Yeah, as soon as I’d see Blink soundcheck and seeing them backstage, I’d just (laugh) shrink in confidence and go back to being 13 and freaking out.
It was amazing, we learned so much from the crew members in those big productions. We’re kind of geeks about how the show actually runs. For a while we were the go-to band for that type of American band that was coming over, which was really flattering because we were inspired by that genre. Before it got ruined.
What do you mean it got ruined?
It got simplified. Off the back of Blink getting back together in the late nineties. It was easier to push those kinds of bands to younger people and it just got totally homogenized. Everything always gets simplified to sell more, sell more, sell more. It became a caricature. It was good for a while but now that whole emo thing took over, and now that’s a dirty word. But the original bands were really good.
Are you veering in another direction?
Yeah, pretty much. I get really upset by the idea of music being throwaway. Because the music I was brought up listening to was like Motown classic music or sixties rock and roll and Springsteen where every song has an obvious meaning.
If we simplified music so that more people would get it immediately, maybe we’d start to be in that bracket of that dirty word, which I try to avoid saying in interviews, because I could see how people could think we’re like that because we’re young guys who play electric guitar.
That’s where we’re steering towards, to try and make music that matters to people.
You were booed off stage when you toured with Limp Bizkit. How was that?
Probably one of the greatest things that could ever happened to us. I don’t think we ever played as well in our lives. We were ridiculously tight.
It was a weird Internet hate campaign against our band that we didn’t know anything about because it was just on chat rooms, because we’d done press saying it was kind of funny we were playing in the show. And we went on in the interview that it was because we were such big Limp Bizkit fans, and now we were playing with them, so it was surreal. So I guess all their fans were offended that we said it was funny.
It was kind of funny, looking back on it now. It made me relax and not care as much what people think, because if you can get past two and a half thousand Scottish people yelling…it was in our hometown where we were used to going back and having our biggest shows happening. I know it sounds stupid to be booed in your hometown. But it freed up this part of our mind. And made us realize that there’s more people that are going to hate your band than like you.
You guys are huge in Glasgow and Scotland. What do you think is the appeal there?
Back home?

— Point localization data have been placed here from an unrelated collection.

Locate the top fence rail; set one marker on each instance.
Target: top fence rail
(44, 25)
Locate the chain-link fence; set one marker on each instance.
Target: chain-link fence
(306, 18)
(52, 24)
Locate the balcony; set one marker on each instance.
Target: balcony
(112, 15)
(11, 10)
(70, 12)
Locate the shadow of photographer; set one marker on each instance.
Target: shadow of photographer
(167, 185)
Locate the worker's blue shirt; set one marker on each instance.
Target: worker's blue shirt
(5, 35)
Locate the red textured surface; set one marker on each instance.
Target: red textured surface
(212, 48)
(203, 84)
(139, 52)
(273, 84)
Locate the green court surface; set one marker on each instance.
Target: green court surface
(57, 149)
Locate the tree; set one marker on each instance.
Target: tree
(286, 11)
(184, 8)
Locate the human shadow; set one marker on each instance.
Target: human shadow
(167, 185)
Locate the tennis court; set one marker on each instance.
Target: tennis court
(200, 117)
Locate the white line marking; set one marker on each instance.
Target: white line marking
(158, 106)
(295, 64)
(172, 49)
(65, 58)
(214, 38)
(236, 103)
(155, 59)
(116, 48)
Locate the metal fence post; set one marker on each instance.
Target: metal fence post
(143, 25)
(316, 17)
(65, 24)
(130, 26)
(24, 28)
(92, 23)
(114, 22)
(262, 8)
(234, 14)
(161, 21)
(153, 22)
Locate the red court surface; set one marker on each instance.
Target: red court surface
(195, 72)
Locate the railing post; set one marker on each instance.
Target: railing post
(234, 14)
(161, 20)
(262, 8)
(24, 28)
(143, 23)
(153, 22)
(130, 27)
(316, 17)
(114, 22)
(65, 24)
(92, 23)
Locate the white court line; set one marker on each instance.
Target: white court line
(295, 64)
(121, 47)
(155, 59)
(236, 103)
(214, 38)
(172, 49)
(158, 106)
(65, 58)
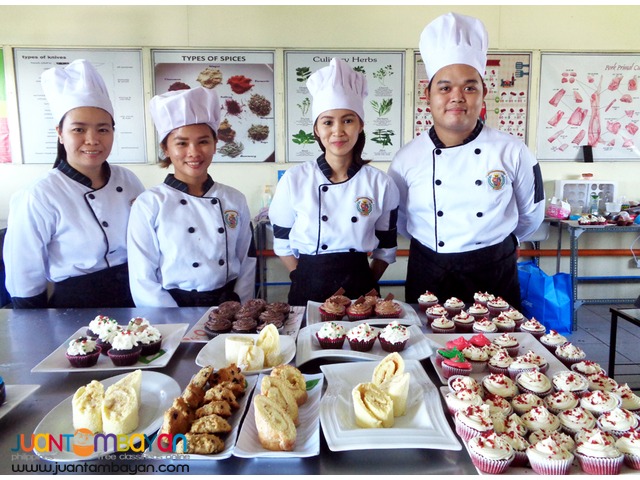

At first I thought it was just because we were Scottish. But it’s spread to the UK, and if we play in London it’s the same amount of people as in our hometown. We play 50-60 shows a year in Scotland, and Scotland’s really small. And word of mouth travels really quickly.
Usually if you’re from Scotland and you’re trying to do something, people will encourage you a lot at the start, until you start doing well, and then people are like, ‘Who the fuck do you think you are?’ I guess it’s the underdog mentality.
I’d like to think there’s an honest quality to our music that doesn’t need to be explained. I think Scottish and British people probably appreciate hearing something honest from a rock band.
What is Twin Atlantic most excited about for 2012?
We’re doing a lot of bigger festivals back home. We’re doing the Warped Tour here, which I guess is some kind of landmark thing if you’re a rock band. I don’t know if we’re going to survive it. We’ll try. Because there are a lot of those aforementioned band that are a nightmare (laughs) that we spend a month with.
That and new music, we’ve got our heads in writing mode already. And seeing how our record gets received in the States. It will be quite interesting to see how people take a band that are influenced by American music but have a British or Scottish sense of, I don’t know, honesty and dryness in their lyrics.